The style of cooking is not for everyone, as it is the nearest to El Bulli we’ve had in London (but still not a patch, of course). The menu is not a menu. It’s purpose is simply to ask you how many courses you would like (6, 9, or 12 for dinner). The dishes are brought to you and then explained before you eat them. Realistically, you just have to let the kitchen and waiting team take you on a journey rather than plan your evening in detail as you might at a traditional restaurant.

The team are quite keen on the wine pairings, and to be honest, they were reasonable value, small glasses and mostly worked very well with the food.

We plumped for the nine course menu which took about four hours, so not ideal for a Sunday night. However, there were some great, great elements on it.

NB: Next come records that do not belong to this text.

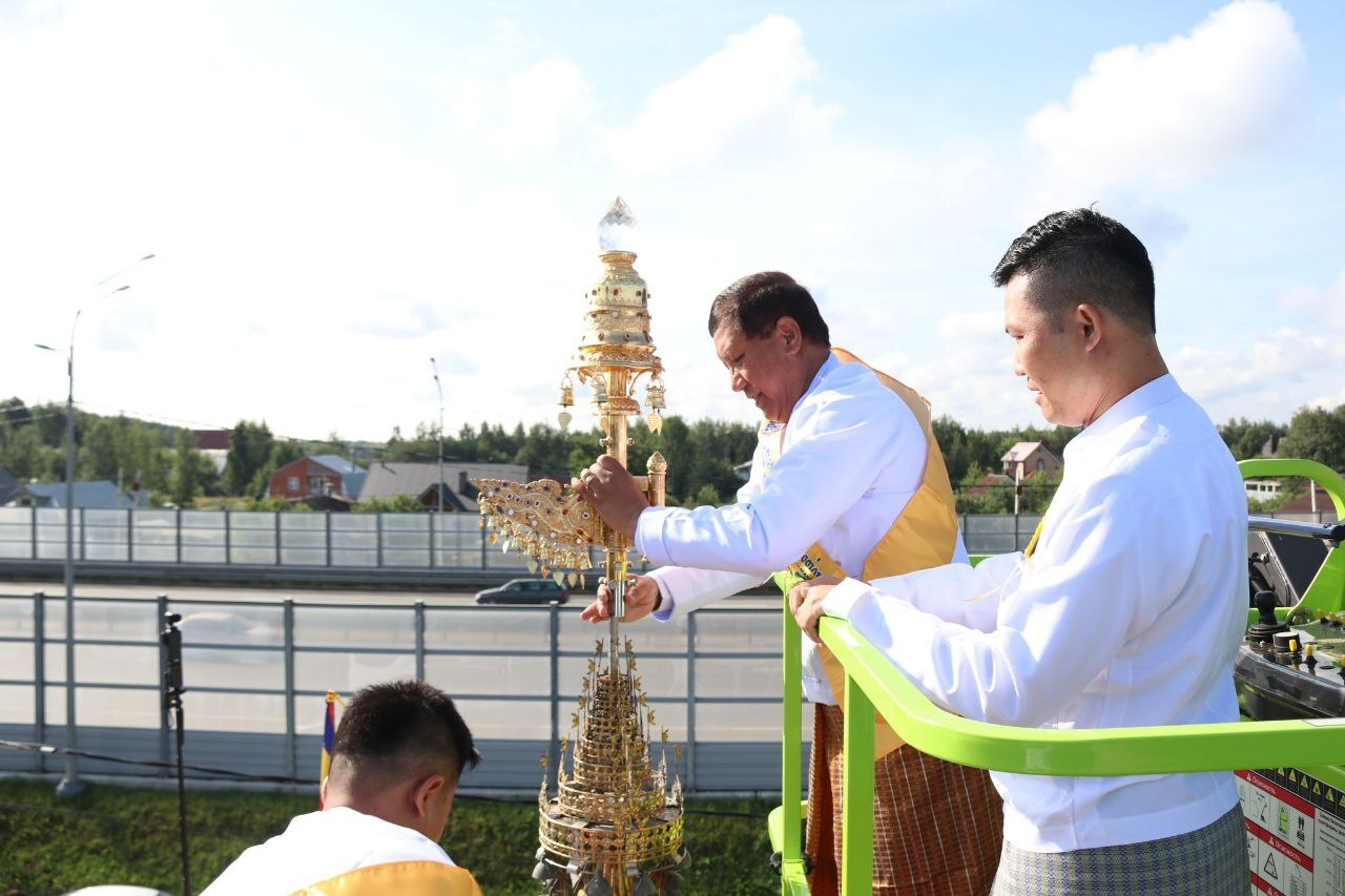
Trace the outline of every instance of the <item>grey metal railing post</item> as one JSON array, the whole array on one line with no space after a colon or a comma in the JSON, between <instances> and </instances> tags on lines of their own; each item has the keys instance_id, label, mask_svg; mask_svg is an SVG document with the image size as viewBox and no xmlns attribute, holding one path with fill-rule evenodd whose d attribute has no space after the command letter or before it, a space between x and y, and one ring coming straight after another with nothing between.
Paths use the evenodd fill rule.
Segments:
<instances>
[{"instance_id":1,"label":"grey metal railing post","mask_svg":"<svg viewBox=\"0 0 1345 896\"><path fill-rule=\"evenodd\" d=\"M47 593L32 595L32 737L47 743ZM38 771L47 771L47 755L38 753Z\"/></svg>"},{"instance_id":2,"label":"grey metal railing post","mask_svg":"<svg viewBox=\"0 0 1345 896\"><path fill-rule=\"evenodd\" d=\"M159 595L155 599L155 609L157 615L155 616L155 631L164 623L164 613L168 612L168 595ZM163 694L163 674L164 669L168 667L168 644L159 639L159 776L168 776L168 701L164 700Z\"/></svg>"},{"instance_id":3,"label":"grey metal railing post","mask_svg":"<svg viewBox=\"0 0 1345 896\"><path fill-rule=\"evenodd\" d=\"M285 774L297 778L299 756L295 737L295 601L285 599Z\"/></svg>"},{"instance_id":4,"label":"grey metal railing post","mask_svg":"<svg viewBox=\"0 0 1345 896\"><path fill-rule=\"evenodd\" d=\"M416 679L425 681L425 601L416 601Z\"/></svg>"},{"instance_id":5,"label":"grey metal railing post","mask_svg":"<svg viewBox=\"0 0 1345 896\"><path fill-rule=\"evenodd\" d=\"M383 565L383 511L374 514L374 550L378 552L378 565Z\"/></svg>"},{"instance_id":6,"label":"grey metal railing post","mask_svg":"<svg viewBox=\"0 0 1345 896\"><path fill-rule=\"evenodd\" d=\"M547 611L551 643L551 743L546 745L550 759L546 768L546 786L554 787L561 767L561 604L550 601Z\"/></svg>"},{"instance_id":7,"label":"grey metal railing post","mask_svg":"<svg viewBox=\"0 0 1345 896\"><path fill-rule=\"evenodd\" d=\"M695 792L695 613L686 616L686 788Z\"/></svg>"}]
</instances>

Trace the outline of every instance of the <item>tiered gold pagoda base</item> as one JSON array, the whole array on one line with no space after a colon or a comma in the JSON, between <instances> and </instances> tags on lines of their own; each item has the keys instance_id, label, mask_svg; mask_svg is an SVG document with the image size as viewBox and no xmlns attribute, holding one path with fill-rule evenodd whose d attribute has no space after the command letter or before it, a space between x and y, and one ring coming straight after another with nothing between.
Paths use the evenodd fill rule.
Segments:
<instances>
[{"instance_id":1,"label":"tiered gold pagoda base","mask_svg":"<svg viewBox=\"0 0 1345 896\"><path fill-rule=\"evenodd\" d=\"M625 642L624 663L623 654L604 651L597 642L572 717L572 736L560 743L557 794L551 798L545 782L538 794L542 845L533 876L543 893L681 892L677 866L687 857L682 783L674 767L670 786L666 752L655 771L647 735L652 725L654 710L647 709L635 674L631 642ZM660 731L659 747L667 749L667 731ZM679 755L675 749L674 760Z\"/></svg>"}]
</instances>

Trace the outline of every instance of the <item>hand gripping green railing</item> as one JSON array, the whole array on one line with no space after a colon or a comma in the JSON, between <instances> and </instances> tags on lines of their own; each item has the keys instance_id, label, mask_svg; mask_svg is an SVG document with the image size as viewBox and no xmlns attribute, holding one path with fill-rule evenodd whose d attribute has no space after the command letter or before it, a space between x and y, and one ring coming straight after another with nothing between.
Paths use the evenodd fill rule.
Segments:
<instances>
[{"instance_id":1,"label":"hand gripping green railing","mask_svg":"<svg viewBox=\"0 0 1345 896\"><path fill-rule=\"evenodd\" d=\"M1256 460L1243 461L1241 468L1247 478L1306 476L1319 482L1345 518L1345 482L1321 464ZM1345 597L1345 552L1333 548L1322 569L1325 577L1317 574L1303 603L1311 596L1325 604L1323 609L1340 609ZM841 892L846 896L868 893L873 879L873 763L851 757L873 755L874 710L902 740L931 756L1028 775L1155 775L1345 761L1345 724L1337 720L1071 731L971 721L935 706L849 623L823 619L819 632L846 671L841 827ZM781 805L768 822L771 842L781 857L781 893L808 892L802 857L799 638L785 608Z\"/></svg>"}]
</instances>

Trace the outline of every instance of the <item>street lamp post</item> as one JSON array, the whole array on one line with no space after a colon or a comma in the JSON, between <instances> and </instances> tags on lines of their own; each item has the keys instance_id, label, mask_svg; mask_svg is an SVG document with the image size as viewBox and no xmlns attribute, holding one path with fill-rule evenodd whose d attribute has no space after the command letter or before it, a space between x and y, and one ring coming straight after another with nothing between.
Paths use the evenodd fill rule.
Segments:
<instances>
[{"instance_id":1,"label":"street lamp post","mask_svg":"<svg viewBox=\"0 0 1345 896\"><path fill-rule=\"evenodd\" d=\"M438 389L438 486L434 492L438 495L438 513L444 513L444 385L438 381L438 365L433 358L429 359L429 366L434 371L434 387Z\"/></svg>"},{"instance_id":2,"label":"street lamp post","mask_svg":"<svg viewBox=\"0 0 1345 896\"><path fill-rule=\"evenodd\" d=\"M117 273L98 281L104 285L109 280L121 276L141 261L153 258L153 253L144 256L139 261L126 265ZM114 293L130 289L130 284L124 284L112 289L102 299ZM101 301L101 300L100 300ZM75 725L75 330L79 327L79 316L83 308L75 311L75 319L70 324L70 347L66 352L66 771L56 784L56 798L69 799L85 791L85 783L79 779L75 749L78 749L78 726ZM38 348L56 351L51 346L35 343Z\"/></svg>"}]
</instances>

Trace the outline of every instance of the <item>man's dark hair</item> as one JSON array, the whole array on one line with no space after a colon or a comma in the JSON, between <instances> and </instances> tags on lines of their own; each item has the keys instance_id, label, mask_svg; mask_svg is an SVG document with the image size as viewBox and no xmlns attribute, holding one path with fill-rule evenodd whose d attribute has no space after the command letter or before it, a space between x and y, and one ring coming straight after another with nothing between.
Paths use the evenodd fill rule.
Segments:
<instances>
[{"instance_id":1,"label":"man's dark hair","mask_svg":"<svg viewBox=\"0 0 1345 896\"><path fill-rule=\"evenodd\" d=\"M332 766L338 760L350 764L354 778L452 770L456 779L480 755L448 694L422 681L391 681L350 698L332 739Z\"/></svg>"},{"instance_id":2,"label":"man's dark hair","mask_svg":"<svg viewBox=\"0 0 1345 896\"><path fill-rule=\"evenodd\" d=\"M728 324L745 336L765 336L780 318L794 318L804 339L831 344L831 332L812 293L779 270L748 274L716 296L710 304L710 335Z\"/></svg>"},{"instance_id":3,"label":"man's dark hair","mask_svg":"<svg viewBox=\"0 0 1345 896\"><path fill-rule=\"evenodd\" d=\"M1092 209L1046 215L1009 245L990 274L997 287L1030 277L1028 299L1057 324L1087 301L1138 332L1155 332L1154 266L1135 234Z\"/></svg>"}]
</instances>

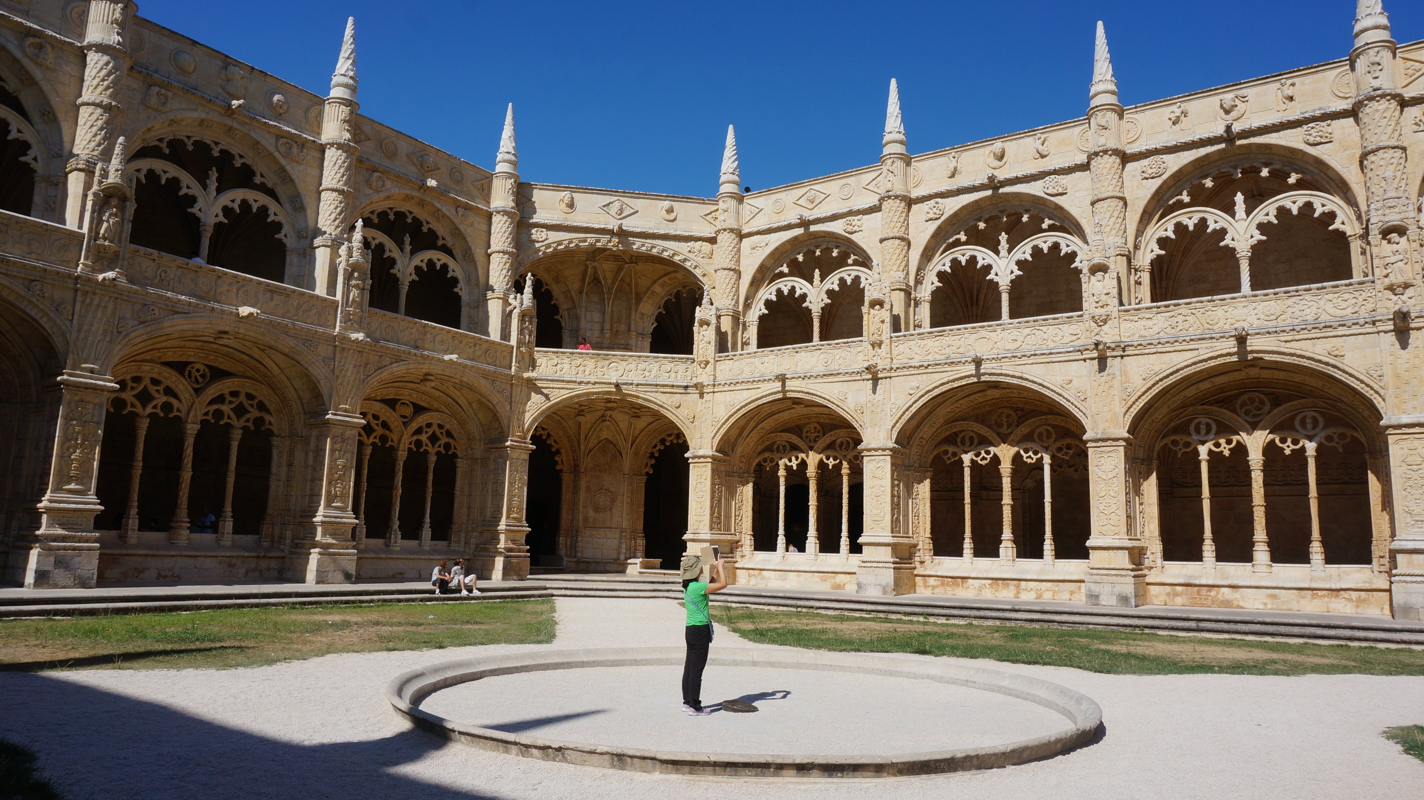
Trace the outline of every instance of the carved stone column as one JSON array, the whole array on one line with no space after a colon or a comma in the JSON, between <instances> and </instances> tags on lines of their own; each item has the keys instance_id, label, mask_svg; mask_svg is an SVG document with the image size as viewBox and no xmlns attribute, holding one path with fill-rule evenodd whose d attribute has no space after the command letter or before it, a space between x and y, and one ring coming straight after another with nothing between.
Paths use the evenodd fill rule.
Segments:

Viajante menu, 15th August 2010

I particularly enjoyed (stand-outs in bold):

  • House sashimi (genius with peppers)
  • Thai explosion II (beautiful asian influence)
  • Braised salmon skin and fried aubergine (lovely confit salmon)
  • King crab with chicken jus and spicy paste (yum)
  • Halibut, confit yolk, aspargus ribbons and sofrito (stunning halibut and a lovely new texture in the confit egg yolk)
  • Slow cooked squab with grilled radishes, stracciatella and pine salt (ultra rare pigeon with great accompaniments)
  • Lemon and thai basil (looks like this doesn’t always work, but it worked for us)
  • Mushroom-flavoured chocolates (made one of the party laugh, but was delicious)

That’s not bad going given there were sixteen “dishes” for the evening. There were no failures as there were at Bacchus, but certainly some that weren’t quite right (stray olive slices in one, iberico broth that wasn’t a patch on Bulli’s joselito soup, for example).

Some pictures to aid comprehension and memory. Lovely custom made crockery and beautiful on the eye. Hover over for details.

The reviews have been mixed (although of a very different menu to ours), but this is exciting, exuberant and classy cooking, so long as you can relax and let the restaurant take you on a journey.

Positive reviews from the Telegraph, London Eater (with a must improve caveat), typical Times (more chat than review), Cheese and Biscuits (avoid the nonsense), London Foodie (highly recommended), Metro, Tamarind and Thyme, Fay Maschler in the Standard, Gourmet Traveller (new and exciting addition)

Negative reviews from the Independent (fussy joylessness!), Guardian (one in three hit rate).